Expected Discovery Rate
Estimating the discovery rate solely on the basis of the distribution of significant z-values is harder. As a result, the estimates are not as good as the ERR estimates, but how good or bad are they?

Visual inspection of the plot shows biases for medium power, whereas high and low EDR estimates are better. The RMSE values show slightly better performance for the “EM” method, RMSE = .051 than the OF method, RMSE = .063. It is therefore recommended to use the “EM” method for final results.
The biggest underestimation / downward bias was -11 percentage points for OF and -7 percentage points for EM. The biggest overestimation / upward bias was 17% for OF and 16% for EM.
The next figure shows a follow-up simulation for the scenario with the largest overestimation (Simulation #41). To reduce sampling error further, I used k = 200,000 studies and the fast OF method (takes about 5 seconds).

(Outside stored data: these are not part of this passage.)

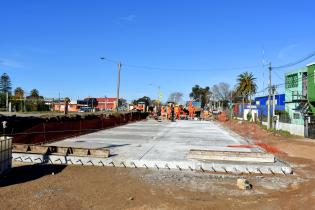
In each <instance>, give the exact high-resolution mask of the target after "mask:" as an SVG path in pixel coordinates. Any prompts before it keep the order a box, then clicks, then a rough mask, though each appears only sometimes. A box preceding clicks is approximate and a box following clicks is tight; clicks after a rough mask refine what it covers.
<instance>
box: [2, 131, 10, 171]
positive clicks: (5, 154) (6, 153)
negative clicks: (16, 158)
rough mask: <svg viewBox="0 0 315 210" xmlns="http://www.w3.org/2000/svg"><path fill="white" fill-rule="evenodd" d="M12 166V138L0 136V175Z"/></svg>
mask: <svg viewBox="0 0 315 210" xmlns="http://www.w3.org/2000/svg"><path fill="white" fill-rule="evenodd" d="M11 166H12V138H11V137H6V138H5V137H1V138H0V175H3V174H4V173H6V172H8V171H9V170H10V169H11Z"/></svg>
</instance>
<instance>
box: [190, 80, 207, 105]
mask: <svg viewBox="0 0 315 210" xmlns="http://www.w3.org/2000/svg"><path fill="white" fill-rule="evenodd" d="M210 95H211V91H210V88H209V87H208V86H207V87H205V88H202V87H200V86H199V85H195V86H194V87H192V89H191V93H190V94H189V96H190V97H191V98H193V99H194V100H196V101H200V102H201V108H204V107H205V105H206V104H208V103H209V99H210Z"/></svg>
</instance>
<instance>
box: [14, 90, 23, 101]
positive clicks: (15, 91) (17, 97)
mask: <svg viewBox="0 0 315 210" xmlns="http://www.w3.org/2000/svg"><path fill="white" fill-rule="evenodd" d="M14 96H15V97H16V98H19V99H21V98H23V97H24V90H23V89H22V88H21V87H17V88H15V90H14Z"/></svg>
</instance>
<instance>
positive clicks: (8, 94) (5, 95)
mask: <svg viewBox="0 0 315 210" xmlns="http://www.w3.org/2000/svg"><path fill="white" fill-rule="evenodd" d="M5 107H6V110H7V111H9V92H6V95H5Z"/></svg>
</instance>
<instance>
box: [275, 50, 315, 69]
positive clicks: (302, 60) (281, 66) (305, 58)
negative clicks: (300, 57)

The bias is much smaller showing that z-curve estimates of the EDR also have high large-sample accuracy and that the larger bias in the previous simulation was still influenced by sampling error. Of course, real datasets are smaller and will produce biased estimates, but that will be reflected in wide confidence intervals; a topic for another chapter.
The biggest upward bias was observed in a condition when most values were from the z2 component.

Conclusion
Motivated biases are one of the best documented examples in psychology. Simulation studies help researchers to test their intuitions against reality. I have learned a lot from simulations. However, in public simulations are often used to sell a specific method, or apparently to discredit a specific method by picking scenarios that work well or where a method performs poorly. It is therefore best to see the performance of a method with your own eyes. This tutorial makes it easy to run simulation studies and with a bit of R-coding or help from an AI to modify the simulation to try out other scenarios.
These results are limited to simulations with normal distributions and do not address uncertainty of estimates in smaller samples. Thus, good performance in these simulations is necessary, but not sufficient to trust z-curve results “in the wild.” Necessary means that bad performance in these simulations would have been the end of z-curve. Z-curve only exists because it does well in these simulations. Insufficient means that we need other simulations that are similar to real data to see how it performs in these settings.
At the same time, these results are sufficient to point out that some academics (teachers at universities, but not scientists who follow a code of ethics) make false claims about the performance of z-curve that are falsified by the evidence in published articles and the results in this tutorial. ..
“To date, we have only examined a limited set of scenarios. Yet, we have found relatively few instances in which estimates from the typical use of the 𝑍-curve approach (i.e., analyzing only 𝑝-values < .05) have performed well.”
So, this tutorial also taught you the importance of evaluating conflicting claims based on scientific evidence. Never trust a scientist. Trust the science. When you ask an AI, always ask for the supporting evidence and ask it to challenge itself. Often AI is more trustworthy because it does not love or hate z-curve. It doesn’t give a shit about z-curve and that makes it a better judge of z-curve’s performance.